The same can again be said for the gameplay. You go through levels, beat bosses, and solve puzzles. It’s a top down style, action role playing game very reminiscent of games like The Legend of Zelda: Link to the Past… except you can use Gatling guns. It takes that old visual style and adds speed to the gameplay as well as a greater amount of options. You can use swords, bows, guns, shields, magic etc. Again, the tone of this game is nostalgia of old video games combined with the contemporary gameplay developments of modern video games. It’s old and new.

With all that said, this is still a gacha game. Gacha games are heavily stigmatized and rightly so. Many siphon thousands of dollars from players lacking self control. Guardian Tales is certainly one of these offending games. However, I will say that Guardian Tales is far more generous of a gacha game than any gacha game I’ve played before. They give you a ton of gems throughout the game with which you can roll for new characters and weapons.

There is a still a hard wall or difficulty spike in gameplay which comes in chapter ten and again in chapter eleven.

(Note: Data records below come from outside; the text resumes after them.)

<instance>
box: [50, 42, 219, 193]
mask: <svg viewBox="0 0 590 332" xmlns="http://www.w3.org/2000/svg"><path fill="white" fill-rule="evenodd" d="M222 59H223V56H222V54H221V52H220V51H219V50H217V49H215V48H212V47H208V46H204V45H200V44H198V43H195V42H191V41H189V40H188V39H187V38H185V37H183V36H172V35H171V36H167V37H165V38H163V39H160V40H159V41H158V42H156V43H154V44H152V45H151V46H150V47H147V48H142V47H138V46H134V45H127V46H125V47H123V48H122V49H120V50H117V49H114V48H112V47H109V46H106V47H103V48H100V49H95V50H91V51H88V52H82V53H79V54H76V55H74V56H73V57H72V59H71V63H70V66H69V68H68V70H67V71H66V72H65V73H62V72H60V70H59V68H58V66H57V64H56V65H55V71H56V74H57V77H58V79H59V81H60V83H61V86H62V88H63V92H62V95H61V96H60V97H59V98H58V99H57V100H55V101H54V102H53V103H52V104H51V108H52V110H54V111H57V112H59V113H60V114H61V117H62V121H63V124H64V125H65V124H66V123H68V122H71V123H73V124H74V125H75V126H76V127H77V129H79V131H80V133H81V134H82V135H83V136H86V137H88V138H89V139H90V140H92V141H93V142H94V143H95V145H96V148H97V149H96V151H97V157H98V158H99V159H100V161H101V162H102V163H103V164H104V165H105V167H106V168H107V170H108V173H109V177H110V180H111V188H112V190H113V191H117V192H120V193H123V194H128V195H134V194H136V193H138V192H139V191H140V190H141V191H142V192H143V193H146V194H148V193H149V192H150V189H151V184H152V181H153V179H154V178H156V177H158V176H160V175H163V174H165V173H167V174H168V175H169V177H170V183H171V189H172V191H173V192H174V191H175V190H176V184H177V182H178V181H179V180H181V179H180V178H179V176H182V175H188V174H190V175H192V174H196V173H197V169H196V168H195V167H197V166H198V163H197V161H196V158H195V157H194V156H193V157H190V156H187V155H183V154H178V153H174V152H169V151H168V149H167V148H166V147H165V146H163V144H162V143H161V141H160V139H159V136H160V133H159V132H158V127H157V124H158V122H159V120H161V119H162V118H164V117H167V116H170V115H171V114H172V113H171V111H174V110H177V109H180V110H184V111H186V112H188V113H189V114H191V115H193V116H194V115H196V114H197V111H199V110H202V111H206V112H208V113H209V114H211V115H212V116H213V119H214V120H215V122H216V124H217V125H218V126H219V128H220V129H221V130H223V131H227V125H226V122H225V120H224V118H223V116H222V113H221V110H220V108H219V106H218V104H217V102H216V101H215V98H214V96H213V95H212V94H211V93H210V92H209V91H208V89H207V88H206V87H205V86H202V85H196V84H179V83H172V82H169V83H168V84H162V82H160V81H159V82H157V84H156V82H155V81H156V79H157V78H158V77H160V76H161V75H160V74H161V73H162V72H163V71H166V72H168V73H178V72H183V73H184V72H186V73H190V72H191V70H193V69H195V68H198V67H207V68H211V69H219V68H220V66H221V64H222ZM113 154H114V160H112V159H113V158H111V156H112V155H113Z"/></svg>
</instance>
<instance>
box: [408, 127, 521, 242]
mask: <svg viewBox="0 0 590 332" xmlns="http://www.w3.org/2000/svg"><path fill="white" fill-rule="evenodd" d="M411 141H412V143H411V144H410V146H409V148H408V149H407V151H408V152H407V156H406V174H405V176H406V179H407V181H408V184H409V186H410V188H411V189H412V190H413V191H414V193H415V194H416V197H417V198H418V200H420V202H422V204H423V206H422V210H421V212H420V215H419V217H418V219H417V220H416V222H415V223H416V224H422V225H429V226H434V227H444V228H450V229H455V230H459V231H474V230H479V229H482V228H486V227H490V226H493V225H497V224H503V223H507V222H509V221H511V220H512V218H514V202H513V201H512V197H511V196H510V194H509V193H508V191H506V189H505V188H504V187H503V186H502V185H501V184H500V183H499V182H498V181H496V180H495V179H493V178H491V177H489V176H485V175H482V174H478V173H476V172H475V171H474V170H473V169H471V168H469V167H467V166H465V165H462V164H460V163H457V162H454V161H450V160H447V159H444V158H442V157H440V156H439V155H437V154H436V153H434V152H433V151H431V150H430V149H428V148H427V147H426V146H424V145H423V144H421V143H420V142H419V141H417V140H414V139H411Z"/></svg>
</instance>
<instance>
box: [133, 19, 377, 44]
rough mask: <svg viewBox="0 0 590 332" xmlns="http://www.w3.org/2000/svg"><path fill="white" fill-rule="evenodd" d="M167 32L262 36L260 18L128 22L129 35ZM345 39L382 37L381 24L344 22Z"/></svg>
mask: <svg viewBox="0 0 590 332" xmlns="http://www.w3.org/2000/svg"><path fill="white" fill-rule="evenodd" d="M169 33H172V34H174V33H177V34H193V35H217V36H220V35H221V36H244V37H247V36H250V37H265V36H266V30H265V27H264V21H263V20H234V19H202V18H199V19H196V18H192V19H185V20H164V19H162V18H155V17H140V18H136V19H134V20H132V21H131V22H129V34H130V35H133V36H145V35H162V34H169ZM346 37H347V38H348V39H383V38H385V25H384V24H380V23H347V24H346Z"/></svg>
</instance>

At the time of this review, there are only eleven chapters, so that increase in difficulty is very late in the game. This spike in difficulty is common for free to play gacha games. They increase the difficulty to tempt players into spending money to roll for more powerful characters and equipment in order to progress further in the game.

There is also a multiplayer component where players play other players. Like other gacha games, there is a metagame and doing well in multiplayers usually requires having the best characters and equipment, which usually means spending money. Doing well in multiplayer in gacha games is usually reserved for the whales who throw tons of money at the game and Guardian Tales is no exception.

Guardian Tales is guilty of this tactic, but I would say that it is less guilty than others. This is because the difficulty spike is based mostly on skill. No matter what character you obtain, it will still be extremely difficult to get past these gameplay barriers. Will some characters make it easier? Yes. However, it will still be difficulty for all and I think that helps lessen the greedy, money grubbing aspect of this gacha tactic in Guardian Tales. Personally, I really liked the higher difficulty because it forced me to get better at the game. On the other hand. I rolled a fairly powerful character that really helped me get through it… so your experience may vary.

Overall, Guardian Tales is my favorite gacha game I’ve yet to play. I like it more than Genshin Impact, Epic Seven, Arknights, all of those games. And that’s because it has personality. It has a funny, entertaining story. That’s something none of the above games have in my opinion. At the very least, it has a vastly superior story and dialogue compared to those games. That’s everything to me. Give me the constant pursuit of progression of a gacha game along with an immensely entertaining story and I’ll be a happy gamer. Guardian Tales gave me that.